Sudden unexplained death in epilepsy: a checklist

Epilepsy

By Mardi Chapman

23 Oct 2019

A SUDEP and Seizure Safety Checklist has been made available in Australia to guide clinical discussions about risk factors in patients with epilepsy.

The evidence-based checklist was originally developed in the UK as a collaboration between SUDEP Action and the Cornwall Partnership NHS Foundation Trust. A partnership between Epilepsy Action Australia and SUDEP Action has now enabled the Checklist to be made available in Australia.

The interactive checklist covers primary risk factors such as frequency and type of seizures, nocturnal seizures, and medication adherence, as well as additional risk factors such as alcohol and substance use, depression and pregnancy.

It includes discussion prompts and supporting evidence for 18 risk factors.

Professor Terry O’Brien, president of the Epilepsy Society of Australia and head of neuroscience at Monash University, told the limbic that while the information in the checklist was not new, it had now been synthesised and presented it in a way that was very accessible for patients and their doctors.

He said medication adherence was probably the biggest modifiable risk factor.

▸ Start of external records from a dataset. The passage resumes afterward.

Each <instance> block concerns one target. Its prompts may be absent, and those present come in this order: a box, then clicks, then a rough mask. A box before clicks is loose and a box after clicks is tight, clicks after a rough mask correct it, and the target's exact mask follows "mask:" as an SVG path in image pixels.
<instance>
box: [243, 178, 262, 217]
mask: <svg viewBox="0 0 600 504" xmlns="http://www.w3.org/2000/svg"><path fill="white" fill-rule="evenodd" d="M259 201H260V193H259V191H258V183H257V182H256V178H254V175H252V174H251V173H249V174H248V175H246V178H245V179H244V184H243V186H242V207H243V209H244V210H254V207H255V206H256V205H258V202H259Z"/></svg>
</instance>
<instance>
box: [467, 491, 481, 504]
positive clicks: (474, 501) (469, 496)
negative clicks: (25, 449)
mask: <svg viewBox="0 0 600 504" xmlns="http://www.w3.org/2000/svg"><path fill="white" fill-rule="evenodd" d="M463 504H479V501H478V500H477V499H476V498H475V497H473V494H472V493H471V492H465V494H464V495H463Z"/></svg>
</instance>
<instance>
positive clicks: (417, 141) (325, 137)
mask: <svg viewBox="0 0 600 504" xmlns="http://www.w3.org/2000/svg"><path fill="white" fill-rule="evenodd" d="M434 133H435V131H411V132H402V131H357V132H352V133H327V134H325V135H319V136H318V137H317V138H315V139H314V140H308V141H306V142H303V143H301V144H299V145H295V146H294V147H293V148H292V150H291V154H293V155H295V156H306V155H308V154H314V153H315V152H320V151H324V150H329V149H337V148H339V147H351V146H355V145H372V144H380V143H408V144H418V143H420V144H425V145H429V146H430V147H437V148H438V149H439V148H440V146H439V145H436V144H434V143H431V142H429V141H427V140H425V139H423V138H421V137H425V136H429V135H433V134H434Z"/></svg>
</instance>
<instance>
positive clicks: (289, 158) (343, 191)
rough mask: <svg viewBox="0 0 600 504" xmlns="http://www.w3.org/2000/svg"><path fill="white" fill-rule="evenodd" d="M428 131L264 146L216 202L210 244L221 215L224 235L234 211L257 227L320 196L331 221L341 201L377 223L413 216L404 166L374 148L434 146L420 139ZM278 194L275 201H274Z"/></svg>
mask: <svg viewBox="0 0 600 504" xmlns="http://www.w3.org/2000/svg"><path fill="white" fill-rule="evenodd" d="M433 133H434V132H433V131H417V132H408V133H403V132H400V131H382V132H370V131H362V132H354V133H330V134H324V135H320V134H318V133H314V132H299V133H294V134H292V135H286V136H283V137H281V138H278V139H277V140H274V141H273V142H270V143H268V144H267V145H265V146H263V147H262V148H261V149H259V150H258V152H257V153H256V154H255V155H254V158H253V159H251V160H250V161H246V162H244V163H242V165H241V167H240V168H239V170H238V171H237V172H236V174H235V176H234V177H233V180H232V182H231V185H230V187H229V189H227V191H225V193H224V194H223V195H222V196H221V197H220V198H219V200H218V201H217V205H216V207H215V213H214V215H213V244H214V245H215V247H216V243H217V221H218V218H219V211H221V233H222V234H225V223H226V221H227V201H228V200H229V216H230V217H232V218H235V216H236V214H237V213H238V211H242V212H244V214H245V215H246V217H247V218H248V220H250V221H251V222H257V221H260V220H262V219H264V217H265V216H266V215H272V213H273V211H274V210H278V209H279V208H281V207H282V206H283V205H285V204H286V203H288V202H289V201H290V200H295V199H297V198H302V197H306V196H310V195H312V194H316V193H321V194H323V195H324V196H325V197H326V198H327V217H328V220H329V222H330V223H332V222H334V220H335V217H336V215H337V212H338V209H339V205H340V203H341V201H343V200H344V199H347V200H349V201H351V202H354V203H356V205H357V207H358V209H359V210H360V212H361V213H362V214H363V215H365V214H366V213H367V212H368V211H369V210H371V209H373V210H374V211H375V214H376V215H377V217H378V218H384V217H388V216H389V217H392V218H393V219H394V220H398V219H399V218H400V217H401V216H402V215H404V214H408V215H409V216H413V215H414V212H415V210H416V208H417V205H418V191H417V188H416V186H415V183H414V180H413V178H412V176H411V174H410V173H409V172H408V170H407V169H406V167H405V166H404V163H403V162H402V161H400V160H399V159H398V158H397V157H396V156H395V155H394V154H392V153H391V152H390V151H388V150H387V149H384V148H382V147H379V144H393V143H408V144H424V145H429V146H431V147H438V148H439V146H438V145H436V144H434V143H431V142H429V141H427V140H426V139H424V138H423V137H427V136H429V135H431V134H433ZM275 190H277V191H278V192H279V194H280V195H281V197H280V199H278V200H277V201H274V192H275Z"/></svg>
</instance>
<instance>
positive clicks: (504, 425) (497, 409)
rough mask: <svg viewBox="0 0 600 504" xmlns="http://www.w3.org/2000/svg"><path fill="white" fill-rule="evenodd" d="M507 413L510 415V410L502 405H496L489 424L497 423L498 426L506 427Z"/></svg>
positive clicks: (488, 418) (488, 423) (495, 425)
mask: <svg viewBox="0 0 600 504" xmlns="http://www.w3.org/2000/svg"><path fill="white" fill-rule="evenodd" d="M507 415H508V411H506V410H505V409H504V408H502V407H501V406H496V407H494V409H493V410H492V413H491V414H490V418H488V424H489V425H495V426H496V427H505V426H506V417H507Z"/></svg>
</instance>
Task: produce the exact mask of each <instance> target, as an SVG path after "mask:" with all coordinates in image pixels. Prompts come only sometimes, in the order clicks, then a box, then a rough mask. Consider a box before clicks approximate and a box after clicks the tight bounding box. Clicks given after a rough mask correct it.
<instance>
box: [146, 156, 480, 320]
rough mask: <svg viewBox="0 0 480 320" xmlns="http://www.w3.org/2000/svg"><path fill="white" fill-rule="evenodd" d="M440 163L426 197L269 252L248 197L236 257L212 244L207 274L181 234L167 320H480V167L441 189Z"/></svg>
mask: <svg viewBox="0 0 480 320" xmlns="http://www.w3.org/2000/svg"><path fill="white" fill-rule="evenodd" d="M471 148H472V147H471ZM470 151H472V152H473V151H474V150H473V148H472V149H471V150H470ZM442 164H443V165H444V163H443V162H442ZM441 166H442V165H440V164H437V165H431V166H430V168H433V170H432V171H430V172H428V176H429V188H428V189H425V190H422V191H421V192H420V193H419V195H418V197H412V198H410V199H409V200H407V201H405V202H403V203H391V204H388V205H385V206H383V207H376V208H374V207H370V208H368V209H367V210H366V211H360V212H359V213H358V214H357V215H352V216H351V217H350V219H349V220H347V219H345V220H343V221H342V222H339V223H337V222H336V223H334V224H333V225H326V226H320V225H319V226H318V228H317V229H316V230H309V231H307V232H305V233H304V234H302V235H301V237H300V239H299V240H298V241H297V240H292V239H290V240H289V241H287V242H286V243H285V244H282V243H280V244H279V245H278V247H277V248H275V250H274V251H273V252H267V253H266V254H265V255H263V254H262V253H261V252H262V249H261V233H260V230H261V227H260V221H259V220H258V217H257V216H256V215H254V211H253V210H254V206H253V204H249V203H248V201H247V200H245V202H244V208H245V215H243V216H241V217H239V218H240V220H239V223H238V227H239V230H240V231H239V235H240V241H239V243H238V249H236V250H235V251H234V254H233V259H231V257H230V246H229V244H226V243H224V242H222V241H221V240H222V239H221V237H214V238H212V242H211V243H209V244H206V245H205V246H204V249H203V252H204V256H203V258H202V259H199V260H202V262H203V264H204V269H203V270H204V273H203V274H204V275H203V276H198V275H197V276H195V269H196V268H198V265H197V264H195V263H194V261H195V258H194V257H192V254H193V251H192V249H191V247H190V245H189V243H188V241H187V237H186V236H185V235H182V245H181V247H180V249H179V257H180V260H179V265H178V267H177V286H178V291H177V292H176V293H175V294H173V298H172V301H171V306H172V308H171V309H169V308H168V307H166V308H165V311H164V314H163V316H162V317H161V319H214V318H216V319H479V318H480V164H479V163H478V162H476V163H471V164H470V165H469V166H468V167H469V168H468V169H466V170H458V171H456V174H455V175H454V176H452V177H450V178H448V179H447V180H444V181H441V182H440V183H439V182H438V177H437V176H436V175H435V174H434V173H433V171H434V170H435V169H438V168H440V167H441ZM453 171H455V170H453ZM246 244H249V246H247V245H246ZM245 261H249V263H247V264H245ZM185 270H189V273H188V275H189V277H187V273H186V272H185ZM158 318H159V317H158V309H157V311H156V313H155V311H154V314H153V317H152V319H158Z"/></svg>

“There’s no curative medical treatments for epilepsy so patients have to take their tablets a couple of times a day indefinitely and that is tough for many patients particularly younger men,” he said.

And unfortunately there was no immediate reminder for patients not taking their anti-epilepsy medications as there might be for patients with other conditions such as diabetes.

“The thing about many other conditions is that if you don’t take your insulin for your diabetes, you get sick very quickly. You get a reminder for not taking it.”

“With epilepsy, it is such an unpredictable condition that many patients will miss their tablets for a day or a week or a month and actually don’t have a seizure and so they think they can get away with it. That’s when deaths can occur.”

Professor O’Brien said seizures were the fundamental risk factor for death in epilepsy.

“If we can stop seizures, we can eliminate the excess mortality risk,” he said.

“I think the message for doctors is not to accept that your patients are continuing to have seizures. Even if it’s occasional seizures, you should be referring for specialised evaluation.”

According to Prof O’Brien, patients who are continuing to have seizures despite trying two different AEDs – about 1/3 of patients – should be evaluated for epilepsy surgery.

“And the only way to know who is suitable for epilepsy surgery is to have a comprehensive evaluation in a specialised centre,” he said.

SUDEP has become a very active area of research in the last 10 years, and there is now a lot of information about its epidemiology and its risk factors, as well as more open discussion with patients, he added.

One area of research focus is how to intervene at the point of a seizure to prevent the impact on cardiac and respiratory function that led to death.

Prof O’Brien said there is also the potential application of technology in the future – when we had devices that were very accurate at picking up seizures or even predicting seizures.